Re: Corpora: Perplexity and corpus size

Ted E. Dunning (ted@aptex.com)
Tue, 23 Dec 1997 12:07:51 -0800

There are very close relationships between a variety of entropic
measures, the generalized log-likelihood ratio test and the chi^2
distribution. I can describe the basis of these relationships here,
but I provide substantially more information on this in my
dissertation. This sort of development can, no doubt, be found
elsewhere as well, although I have never found it in one place.

The basis of the relationship is the fact that with a few reasonable
(for our field) assumptions, the log-likelihood ratio

max_{\omega \in H_0} p(X | \omega)
\lambda = - 2 \log ----------------------------------
max_{\omega \in H} p(X | \omega)

where \omega represents the model parameters, X the observations and
H_0 is the null hypothesis parameter space, H is the entire parameter
space.
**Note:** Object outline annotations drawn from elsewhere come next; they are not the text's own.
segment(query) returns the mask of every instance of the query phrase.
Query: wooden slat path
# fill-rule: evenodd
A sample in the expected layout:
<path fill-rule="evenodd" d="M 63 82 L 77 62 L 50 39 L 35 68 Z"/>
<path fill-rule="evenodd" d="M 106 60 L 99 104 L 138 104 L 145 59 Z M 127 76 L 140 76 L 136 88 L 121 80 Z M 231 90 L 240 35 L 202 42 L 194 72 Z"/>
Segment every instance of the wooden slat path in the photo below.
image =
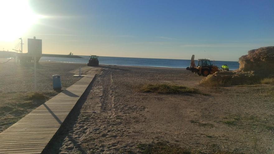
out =
<path fill-rule="evenodd" d="M 0 153 L 41 153 L 95 74 L 86 75 L 0 133 Z"/>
Again, with a few assumptions, \lambda is asymptotically
\chi^2 distribution with degrees of freedom equal to the difference in
dimension between H and H_0.

In the case that the model is a multinomial or something very much
like a multinomial (i.e. approximately a Markov model), then \lambda
expands into terms which look generally like \sum_x k_x log k_x/k_*
where k_x is the number of times x was observed and k_* is the number
of times anything was observed. This already suggests a connection
between mutual information (and cross-entropy and all the other,
similar tests).

If we are actually dealing with multinomial distributions and our null
hypothesis is that separate sets of observations have identical
underlying distribution, then we can arrange our observations in a
contingency table. The mutual information between the various
multinomial symbols (often taken as the columns of the contingency
table), and the different sets of observations (often the columns of
the contingency table) can be easily shown to exactly equal to
K \lambda.

For more complex models than the multinomial, this sort of exact
equivalence can either be much more complex to demonstrate, but it
will still hold as long as the underlying assumptions are reasonable.
We can thus reasonably expect that the asymptotic distribution of mutual
information between two sets of such observations to be \chi^2
distributed if the null hypothesis holds. This statement pertains to
the case of held-out data as well as any other separated set of
observations.

Interestingly, other measures such as cross-entropy and perplexity can
also be brought into this argument by considering only the held-out
data. In this case, the null hypothesis typically specifies all of
the parameters so that the number of degrees of freedom is equal to
the number of parameters in the model. This number must generally
modified somewhat it is often the case that not all of the apparently
free parameters are really as free as they look. This can change the
effective degrees of freedom, but the fact remains that if the null
hypothesis holds, then the cross-entropy (or log of the perplexity)
should have be chi-squared distributed subject to scaling by the
number of observations.

Thus, if the test corpus *is* from the same distribution as estimated
from the training, we can expect the mean of the cross-entropy to
decrease proportionally to the size of the test corpus. The situation
is a bit more complex when the training set is small enough that the
variation caused by errors in estimation are comparable to the errors
caused by the small set of the test set. Ultimately, if you really
want to analyze the situation, you might consider switching to mutual
information instead of perplexity. If you make the training and test
sets roughly of equal size, then this becomes a test of the
amount of variation in estimated models.

This discussion is necessarily quite a bit more abbreviated than is
good for really understanding things. Anyone who would like more
information should please feel free to email me (or continue the
discussion on this mailing list). Other people are bound to have very
cogent contributions, especially people from the speech recognition
community where information theoretic measures of performance have
been used since the dawn of time (as it were).

>>>>> "ak" == Adam Kilgarriff <Adam.Kilgarriff@itri.brighton.ac.uk> writes:

ak> Can anyone point me to results/discussions of how perplexity
ak> (and related info-theoretic measures, eg cross-entropy) vary
ak> with size of training and test corpora?